Salman’s greatest tool in his brand makeover has been as a television presenter, beaming live into every home and chatting up everyday participants in his game shows as if he was their next door neighbour. Although Amitabh Bachchan had done a Kaun Banega Crorepati, the everyman’s Khan shored up TRPs in such a manner with Dus Ka Dum that even the Big B had to take the “fraternise with the unknown Indian” route for subsequent editions of his quiz show. Salman’s clowning antics on television dropped the ultimate guard; he had no qualms showing his funny side to rank outsiders. So we watched him chatting up television bahus and vamps on Bigg Boss, even giving credibility to wannabes and forging friendships with those he found genuine. As another edition of Bigg Boss draws near, Salman has benchmarked himself a cut above. “This season will be a family show, there won’t be expletives or raunchy content,” he told the channel. The tiger has roared. Accessibility and camaraderie shouldn’t mean he will let anything pass. If he has overlooked the self-indulgent crudeness of the reality show so far, Rs 200 crore later he is in a position to change the rules of the game.

THE HUMANIST
Salman takes his familyman image very seriously offscreen. Unconsciously, his pater familias persona is his biggest asset. He still lives in a one-bedroom apartment, a floor beneath that of his parents. According to press reports in the early part of his career, he had even designed his bachelor pad. His paintings, which are now sold through his “Being Human” foundation, have for long been his alternative form of expression.

Being born to a multi-cultural family, Salman has an extremely secular outlook, celebrating all festivals with equal gusto and bringing the whole family under one roof. And despite his star status, he has been the big brother, the favourite uncle, the responsible son, and more importantly been around when everybody needed him. Yes, he’s looked up to but maybe, just maybe, that pressure has also made him a bit of an isolationist, a protectionist who doesn’t show what he is really made of.

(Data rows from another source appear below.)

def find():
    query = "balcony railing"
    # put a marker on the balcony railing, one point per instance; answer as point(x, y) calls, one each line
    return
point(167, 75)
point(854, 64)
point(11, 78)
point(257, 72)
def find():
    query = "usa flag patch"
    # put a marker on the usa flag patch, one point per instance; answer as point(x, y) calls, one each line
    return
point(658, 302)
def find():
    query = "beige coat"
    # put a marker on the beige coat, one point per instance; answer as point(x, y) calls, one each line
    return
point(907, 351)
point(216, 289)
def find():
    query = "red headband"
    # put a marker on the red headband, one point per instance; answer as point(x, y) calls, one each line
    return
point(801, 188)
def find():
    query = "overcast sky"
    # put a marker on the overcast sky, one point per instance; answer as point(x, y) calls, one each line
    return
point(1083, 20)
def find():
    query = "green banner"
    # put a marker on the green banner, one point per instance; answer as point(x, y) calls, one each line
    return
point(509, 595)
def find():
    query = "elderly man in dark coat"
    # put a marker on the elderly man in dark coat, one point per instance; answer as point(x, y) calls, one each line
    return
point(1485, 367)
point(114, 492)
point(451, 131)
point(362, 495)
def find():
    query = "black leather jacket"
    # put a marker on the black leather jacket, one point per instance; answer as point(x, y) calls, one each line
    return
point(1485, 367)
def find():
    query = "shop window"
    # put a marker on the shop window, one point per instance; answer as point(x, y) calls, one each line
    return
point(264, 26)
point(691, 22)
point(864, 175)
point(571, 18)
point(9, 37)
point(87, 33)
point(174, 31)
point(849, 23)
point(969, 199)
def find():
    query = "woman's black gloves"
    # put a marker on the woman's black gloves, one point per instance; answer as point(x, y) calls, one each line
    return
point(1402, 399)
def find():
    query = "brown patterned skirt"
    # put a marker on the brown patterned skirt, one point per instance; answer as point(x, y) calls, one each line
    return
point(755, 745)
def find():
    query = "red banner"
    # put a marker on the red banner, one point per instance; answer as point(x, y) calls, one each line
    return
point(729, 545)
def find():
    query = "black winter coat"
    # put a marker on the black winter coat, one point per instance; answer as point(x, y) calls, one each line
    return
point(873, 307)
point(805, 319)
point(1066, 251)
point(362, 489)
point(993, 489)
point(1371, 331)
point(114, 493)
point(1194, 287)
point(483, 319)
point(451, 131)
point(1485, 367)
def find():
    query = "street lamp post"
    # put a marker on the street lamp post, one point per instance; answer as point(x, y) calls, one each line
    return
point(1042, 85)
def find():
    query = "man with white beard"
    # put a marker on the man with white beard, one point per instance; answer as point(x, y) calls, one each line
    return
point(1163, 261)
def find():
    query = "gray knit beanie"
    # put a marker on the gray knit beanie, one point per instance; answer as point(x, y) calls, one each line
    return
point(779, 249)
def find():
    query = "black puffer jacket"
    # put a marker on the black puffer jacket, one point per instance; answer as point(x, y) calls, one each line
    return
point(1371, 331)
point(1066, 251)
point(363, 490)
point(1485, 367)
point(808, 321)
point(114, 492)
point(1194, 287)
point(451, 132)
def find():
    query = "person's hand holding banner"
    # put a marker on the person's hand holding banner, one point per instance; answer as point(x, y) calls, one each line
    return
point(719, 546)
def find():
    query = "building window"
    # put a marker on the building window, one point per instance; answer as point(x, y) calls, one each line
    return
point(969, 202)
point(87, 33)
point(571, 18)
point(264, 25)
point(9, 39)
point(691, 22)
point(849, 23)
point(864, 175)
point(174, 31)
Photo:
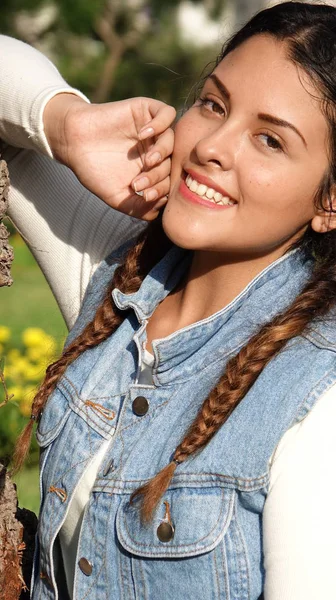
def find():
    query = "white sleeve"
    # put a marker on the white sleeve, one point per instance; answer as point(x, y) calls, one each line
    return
point(299, 518)
point(28, 80)
point(68, 229)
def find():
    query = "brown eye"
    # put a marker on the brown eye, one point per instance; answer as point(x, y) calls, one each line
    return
point(212, 106)
point(271, 141)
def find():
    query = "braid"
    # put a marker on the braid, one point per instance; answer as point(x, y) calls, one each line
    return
point(128, 278)
point(241, 372)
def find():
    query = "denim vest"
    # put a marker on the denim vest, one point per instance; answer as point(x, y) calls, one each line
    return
point(216, 498)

Over the years, he has developed an extended family. Be it in helping streetkids or his bodyguard Shera, he enjoys their unconditional support. He got Shera on stage to launch the trailer of Bodyguard and in the film sported his security company’s logo. Everyday, there’s a crowd outside his Galaxy apartments, not only of fans waiting for a glimpse from the balcony but of the underprivileged whose appeals he processes personally and helps through his foundation. He donates liberally to other organisations without the media’s knowledge because he feels it is highly uncharitable to remind beneficiaries that they are indebted to somebody.

His industry colleagues vouch for his philanthropy. He worked with Sanjay Leela Bhansali when nobody did, he helped launch Hrithik Roshan, was a friend to Preity Zinta and Sushmita Sen, worked with Govinda when the latter was at his lowest and now continues to mentor younger stars. Ask Arjun Kapoor and Sonakshi Sinha, who openly admit that had it not been for his prodding, they wouldn’t have believed it was possible to become a swan despite being chubby teens. Many in the industry, be it producers, musicians, dialogue writers, continue to be touched by his noblesse.

Yet Salman won’t do the talking. In fact, any attempt at prying him open and he hits back with a “don’t give a damn” attitude, like a shield. It isn’t that he hates interviews as such, it’s just that people tend to circumscribe him in controversies and seek explanations that irritate him. So he irritates them back. Yet, his indiscretions are far too many to ignore and only raise more questions. But that’s the enigma that works for Salman Khan the best. As he put it in his own words recently, “I don’t understand me, my father doesn’t understand me, nobody understands me.” But everybody loves him.